Keduanya tidak berkomentar, namun memahami posisiku sekarang dan kembali ke kegiatan masing-masing.
-[G]-
Esok paginya, aku telah bersiap untuk kembali ke rumah Aaron dan melanjutkan penyelidikan kami. Shayla menemukan beberapa data yang mencurigakan, walau sebagian besar sudah menjadi bahan penyelidikanku dan Aaron sebelum aku ke markas.
“Kau sudah bersiap pergi?” tanya Divya yang bergelantung karena latihan sit up vertikal.
“Kurasa penyelidikan kami harus berlanjut dan semua berawal dari data Dixon,” kataku menegaskan kata ‘data Dixon’ dimana awal mula kerjasama ini berlangsung.
“Bantu aku turun,” pinta Divya yang masih tergantung dengan kaki di atas. “Menurutmu, dia bisa dipercaya?” tanyanya saat aku mulai menompang badannya.
“Setidaknya aku melihat dirinya bukan sebagai musuh,” kataku sambil melepaskan kakinya. Lalu, aku membantunya turun dengan sempurna.
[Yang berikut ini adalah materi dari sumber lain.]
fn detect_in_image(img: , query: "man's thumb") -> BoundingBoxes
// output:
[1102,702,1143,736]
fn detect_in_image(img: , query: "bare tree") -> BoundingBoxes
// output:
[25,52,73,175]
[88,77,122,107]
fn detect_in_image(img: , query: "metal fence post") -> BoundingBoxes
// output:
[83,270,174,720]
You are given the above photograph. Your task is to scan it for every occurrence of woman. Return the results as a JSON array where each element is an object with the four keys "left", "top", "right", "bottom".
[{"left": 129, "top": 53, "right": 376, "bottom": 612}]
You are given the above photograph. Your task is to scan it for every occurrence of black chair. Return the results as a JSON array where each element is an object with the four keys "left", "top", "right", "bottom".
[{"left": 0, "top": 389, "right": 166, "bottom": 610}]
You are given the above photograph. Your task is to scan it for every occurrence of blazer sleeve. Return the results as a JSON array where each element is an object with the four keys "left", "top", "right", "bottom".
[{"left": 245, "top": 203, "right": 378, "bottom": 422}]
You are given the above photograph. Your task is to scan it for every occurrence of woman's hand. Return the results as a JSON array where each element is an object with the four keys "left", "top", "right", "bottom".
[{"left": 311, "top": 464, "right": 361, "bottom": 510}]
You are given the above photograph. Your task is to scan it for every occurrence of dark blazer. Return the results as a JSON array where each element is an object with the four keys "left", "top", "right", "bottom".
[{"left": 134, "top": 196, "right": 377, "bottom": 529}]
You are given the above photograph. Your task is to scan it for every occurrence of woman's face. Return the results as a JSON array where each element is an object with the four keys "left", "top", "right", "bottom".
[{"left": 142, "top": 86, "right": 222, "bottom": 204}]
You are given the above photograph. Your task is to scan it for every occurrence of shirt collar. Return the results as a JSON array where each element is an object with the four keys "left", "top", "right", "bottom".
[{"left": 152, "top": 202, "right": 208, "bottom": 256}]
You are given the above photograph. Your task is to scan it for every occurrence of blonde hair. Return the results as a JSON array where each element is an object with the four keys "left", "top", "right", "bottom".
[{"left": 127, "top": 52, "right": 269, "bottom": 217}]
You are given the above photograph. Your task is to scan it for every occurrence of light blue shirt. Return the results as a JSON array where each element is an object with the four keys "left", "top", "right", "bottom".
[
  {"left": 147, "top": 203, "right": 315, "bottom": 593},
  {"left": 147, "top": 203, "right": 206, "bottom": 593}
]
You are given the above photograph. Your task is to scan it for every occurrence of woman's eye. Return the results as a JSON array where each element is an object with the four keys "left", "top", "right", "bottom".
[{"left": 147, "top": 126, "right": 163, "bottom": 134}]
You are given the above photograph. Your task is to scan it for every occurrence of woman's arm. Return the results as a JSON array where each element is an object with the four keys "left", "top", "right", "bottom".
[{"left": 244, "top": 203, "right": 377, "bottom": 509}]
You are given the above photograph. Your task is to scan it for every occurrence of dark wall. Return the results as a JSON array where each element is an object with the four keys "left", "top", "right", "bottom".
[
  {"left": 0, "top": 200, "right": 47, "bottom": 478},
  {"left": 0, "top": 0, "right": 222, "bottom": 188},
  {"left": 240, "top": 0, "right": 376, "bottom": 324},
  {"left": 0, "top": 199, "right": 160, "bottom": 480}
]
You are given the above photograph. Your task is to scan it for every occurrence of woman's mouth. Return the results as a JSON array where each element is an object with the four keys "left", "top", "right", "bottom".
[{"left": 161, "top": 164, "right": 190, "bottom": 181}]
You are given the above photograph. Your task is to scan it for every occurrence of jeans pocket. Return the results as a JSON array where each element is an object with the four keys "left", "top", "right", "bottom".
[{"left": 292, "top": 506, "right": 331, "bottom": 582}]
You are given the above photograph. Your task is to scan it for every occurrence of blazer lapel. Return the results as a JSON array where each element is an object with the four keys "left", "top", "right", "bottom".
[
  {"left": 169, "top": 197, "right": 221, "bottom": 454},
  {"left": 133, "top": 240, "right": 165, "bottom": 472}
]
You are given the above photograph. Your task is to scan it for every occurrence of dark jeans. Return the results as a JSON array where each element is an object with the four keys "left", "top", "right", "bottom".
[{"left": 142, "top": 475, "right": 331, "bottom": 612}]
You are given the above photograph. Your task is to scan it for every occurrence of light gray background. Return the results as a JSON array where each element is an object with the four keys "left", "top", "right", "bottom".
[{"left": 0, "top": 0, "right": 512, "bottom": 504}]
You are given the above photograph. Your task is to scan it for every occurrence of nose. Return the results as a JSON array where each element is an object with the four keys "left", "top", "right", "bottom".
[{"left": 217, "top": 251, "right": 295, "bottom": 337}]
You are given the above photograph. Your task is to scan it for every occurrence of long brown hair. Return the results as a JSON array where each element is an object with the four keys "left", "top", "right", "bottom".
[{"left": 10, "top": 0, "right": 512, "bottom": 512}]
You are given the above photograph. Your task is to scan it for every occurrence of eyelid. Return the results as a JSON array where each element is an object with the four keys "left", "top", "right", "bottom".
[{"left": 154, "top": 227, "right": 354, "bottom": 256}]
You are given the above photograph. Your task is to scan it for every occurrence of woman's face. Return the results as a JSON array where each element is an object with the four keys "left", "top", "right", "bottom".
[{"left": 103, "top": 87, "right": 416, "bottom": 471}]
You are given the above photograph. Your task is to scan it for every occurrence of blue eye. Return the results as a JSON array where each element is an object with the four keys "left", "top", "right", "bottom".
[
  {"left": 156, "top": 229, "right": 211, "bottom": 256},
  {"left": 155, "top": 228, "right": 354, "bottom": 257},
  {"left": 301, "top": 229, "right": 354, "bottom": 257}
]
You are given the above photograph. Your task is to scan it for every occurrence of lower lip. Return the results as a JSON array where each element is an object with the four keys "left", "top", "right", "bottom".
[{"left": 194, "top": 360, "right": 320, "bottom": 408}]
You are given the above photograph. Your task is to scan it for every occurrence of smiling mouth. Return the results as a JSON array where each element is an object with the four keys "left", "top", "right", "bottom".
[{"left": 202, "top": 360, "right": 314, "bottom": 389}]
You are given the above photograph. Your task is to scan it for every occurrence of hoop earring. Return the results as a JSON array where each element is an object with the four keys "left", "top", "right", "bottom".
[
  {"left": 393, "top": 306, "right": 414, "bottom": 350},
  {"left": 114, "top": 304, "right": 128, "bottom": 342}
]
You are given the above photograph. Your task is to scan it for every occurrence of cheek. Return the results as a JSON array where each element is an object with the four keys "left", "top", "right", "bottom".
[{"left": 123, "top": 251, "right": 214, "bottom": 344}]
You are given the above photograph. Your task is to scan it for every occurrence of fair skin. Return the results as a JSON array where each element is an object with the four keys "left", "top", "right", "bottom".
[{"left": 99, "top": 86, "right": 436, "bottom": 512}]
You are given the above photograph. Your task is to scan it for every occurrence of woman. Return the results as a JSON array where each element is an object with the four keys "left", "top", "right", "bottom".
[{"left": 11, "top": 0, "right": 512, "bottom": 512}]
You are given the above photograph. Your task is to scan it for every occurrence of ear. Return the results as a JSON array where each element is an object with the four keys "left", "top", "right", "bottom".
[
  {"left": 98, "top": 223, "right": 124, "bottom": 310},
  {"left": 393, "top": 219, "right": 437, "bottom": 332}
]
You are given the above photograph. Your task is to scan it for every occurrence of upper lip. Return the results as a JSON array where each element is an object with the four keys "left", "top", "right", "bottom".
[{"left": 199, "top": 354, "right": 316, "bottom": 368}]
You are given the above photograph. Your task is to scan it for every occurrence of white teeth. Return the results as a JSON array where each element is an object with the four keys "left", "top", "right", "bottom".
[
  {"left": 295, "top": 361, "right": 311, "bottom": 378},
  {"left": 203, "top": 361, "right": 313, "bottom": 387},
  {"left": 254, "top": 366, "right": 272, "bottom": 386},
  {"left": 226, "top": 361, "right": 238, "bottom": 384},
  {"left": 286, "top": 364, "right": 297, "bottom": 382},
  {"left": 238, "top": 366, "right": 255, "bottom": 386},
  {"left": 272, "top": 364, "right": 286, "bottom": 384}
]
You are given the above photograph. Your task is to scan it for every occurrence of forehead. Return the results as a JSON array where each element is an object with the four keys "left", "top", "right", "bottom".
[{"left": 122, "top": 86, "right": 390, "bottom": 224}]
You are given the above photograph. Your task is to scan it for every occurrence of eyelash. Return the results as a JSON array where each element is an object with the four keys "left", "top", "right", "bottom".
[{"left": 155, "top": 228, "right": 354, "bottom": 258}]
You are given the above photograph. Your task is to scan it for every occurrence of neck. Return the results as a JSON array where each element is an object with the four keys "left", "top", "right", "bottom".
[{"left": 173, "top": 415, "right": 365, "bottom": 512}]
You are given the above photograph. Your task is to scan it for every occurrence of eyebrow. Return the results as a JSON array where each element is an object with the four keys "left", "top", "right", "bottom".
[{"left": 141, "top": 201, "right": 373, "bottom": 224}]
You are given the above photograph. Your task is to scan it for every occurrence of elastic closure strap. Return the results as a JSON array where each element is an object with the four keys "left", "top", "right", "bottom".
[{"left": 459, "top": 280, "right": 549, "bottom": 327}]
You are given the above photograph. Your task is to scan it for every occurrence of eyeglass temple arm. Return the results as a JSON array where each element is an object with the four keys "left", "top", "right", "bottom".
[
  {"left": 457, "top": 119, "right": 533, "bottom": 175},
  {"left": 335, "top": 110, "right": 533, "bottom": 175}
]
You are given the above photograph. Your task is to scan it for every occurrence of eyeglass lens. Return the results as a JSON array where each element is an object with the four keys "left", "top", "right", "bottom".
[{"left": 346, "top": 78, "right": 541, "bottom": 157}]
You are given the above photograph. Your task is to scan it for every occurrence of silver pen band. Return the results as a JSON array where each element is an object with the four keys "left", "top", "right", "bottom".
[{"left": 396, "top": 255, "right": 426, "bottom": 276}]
“Kemarin ada apa sih?” Divya mengingat bagaimana aku terlihat kebingungan dengan pikiranku sendiri. “Aku ingat kau kadang bisa menenangkan pikiranmu dengan menulis. Tapi saat kau bilang tidak bisa menulis kemarin, artinya sesuatu sangat mengganggumu.”
Aku terdiam, ragu harus mengatakan apa pada sahabatku itu.
“River?!” panggil Divya yang berdiri tepat di dekatku, untuk kembali mendapatkan perhatianku.
“Dia mencoba memperoleh kepercayaanku dengan menceritakan kisahnya,” kataku akhirnya, yang mana sudah menjadi dugaanku saat detektif itu memberikan flashdisk data Dixon kembali.
“Kisah di luar catatannya?” tebaknya.